Concepts
To better use Replibyte, here are a list of the different concept to have in mind.
tip
I assume you read "How Replibyte works"
Source
A source is a database from where Replibyte will create the dump. The database dump can be provided from a file, as a process input or be created by Replibyte.
Subset
Subsetting data is the process of taking a representative sample of your data in a manner that preserves the integrity of your database, e.g., give me 5% of all transactions or pull all data associated with customers who live in California. If you do this naively, your database will break foreign key constraints, or you’ll end up with a statistically non-representative data sample. Here are a few situations in which you might find subsetting data to be important or necessary:
- You’d like to use your production database in staging or test environments but the database is very large so you want to use only a portion of it.
- You’d like a test database that contains a few specific rows from production (and related rows from other tables) so you can reproduce a bug.

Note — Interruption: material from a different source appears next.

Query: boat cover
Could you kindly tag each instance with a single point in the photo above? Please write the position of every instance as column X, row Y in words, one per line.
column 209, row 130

- You want to share data with others, but you don’t want them to have all of it. A common scenario is providing developers an anonymized subset which also enables them to run the test database locally on their own machines.
Transformer
A transformer is a module to alternate the value of a specified column. Replibyte provides pre-made transformers. You can also build your own Transformer in web assembly.
Datastore
A datastore is where the source dump is stored. E.g a dump can store into a S3 datastore or on a local hard drive.
Destination
A destination is a database where the dump will is restored.